To retrospectively compare the frequencies of computed tomographic (CT) findings in patients with lymphangioleiomyomatosis (LAM) and patients with tuberous sclerosis complex (TSC) and LAM.
Materials and Methods
Institutional review board approval and informed consent were obtained for the HIPAA-compliant study. In 256 patients with LAM (mean age, 44 years) and 67 patients with TSC/LAM (mean age, 40 years), CT scans of the chest, abdomen, and pelvis were reviewed by a single radiologist. The fraction of lung involvement with cysts was estimated from high-spatial-resolution CT scans. Other findings assessed included noncalcified pulmonary nodules, pleural effusion, thoracic duct dilatation, hepatic and renal angiomyolipomas (AMLs), lymphangioleiomyoma (LALM), ascites, nephrectomy, and renal embolization. Confidence intervals and hypothesis tests of differences in frequencies, comparison of age quartiles, RIDIT analysis, analysis of variance, and correlation coefficients were used in the statistical analysis.

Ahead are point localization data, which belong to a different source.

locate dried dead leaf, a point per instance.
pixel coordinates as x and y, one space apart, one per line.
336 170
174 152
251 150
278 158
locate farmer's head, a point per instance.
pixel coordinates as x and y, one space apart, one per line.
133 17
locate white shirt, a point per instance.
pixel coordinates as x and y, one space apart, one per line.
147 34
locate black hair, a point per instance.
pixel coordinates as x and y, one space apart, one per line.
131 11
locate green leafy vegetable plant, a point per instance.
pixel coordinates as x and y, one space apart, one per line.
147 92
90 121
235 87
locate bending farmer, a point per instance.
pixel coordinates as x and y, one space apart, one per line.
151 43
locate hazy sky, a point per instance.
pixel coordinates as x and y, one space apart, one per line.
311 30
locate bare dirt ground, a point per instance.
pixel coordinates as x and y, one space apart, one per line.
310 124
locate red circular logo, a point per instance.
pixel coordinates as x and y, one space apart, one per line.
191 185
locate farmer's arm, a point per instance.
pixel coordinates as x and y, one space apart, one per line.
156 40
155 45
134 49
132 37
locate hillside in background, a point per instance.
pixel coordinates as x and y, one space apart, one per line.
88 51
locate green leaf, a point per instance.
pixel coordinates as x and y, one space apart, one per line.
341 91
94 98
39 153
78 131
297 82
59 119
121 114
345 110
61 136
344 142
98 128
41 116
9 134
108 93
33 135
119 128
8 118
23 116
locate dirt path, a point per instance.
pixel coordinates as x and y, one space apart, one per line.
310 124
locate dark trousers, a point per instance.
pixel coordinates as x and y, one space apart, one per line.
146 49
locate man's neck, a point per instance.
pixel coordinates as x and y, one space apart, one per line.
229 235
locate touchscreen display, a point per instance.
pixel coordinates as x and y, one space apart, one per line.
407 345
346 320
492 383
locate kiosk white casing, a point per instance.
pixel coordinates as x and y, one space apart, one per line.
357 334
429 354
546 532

Patients with LAM had more extensive lung involvement (RIDIT score, 0.36) and higher frequency of LALM (29% vs 9%, P < .001), thoracic duct dilatation (4% vs 0, P = .3), pleural effusion (12% vs 6%, P = .2), or ascites (10% vs 6%, P = .3). Patients with TSC/LAM had higher frequency of noncalcified pulmonary nodules (12% vs 1%, P < .01), hepatic (33% vs 2%, P < .001) and renal (93% vs 32%, P < .001) AMLs, nephrectomy (25% vs 7%, P < .001), or renal artery embolization (9% vs 2%, P < .05).
The extent of lung disease is greater in LAM than TSC/LAM. Hepatic and renal AMLs and noncalcified lung nodules are more common in TSC/LAM, while lymphatic involvement—thoracic duct dilatation, chylous pleural effusion, ascites, and LALM—is more common in LAM.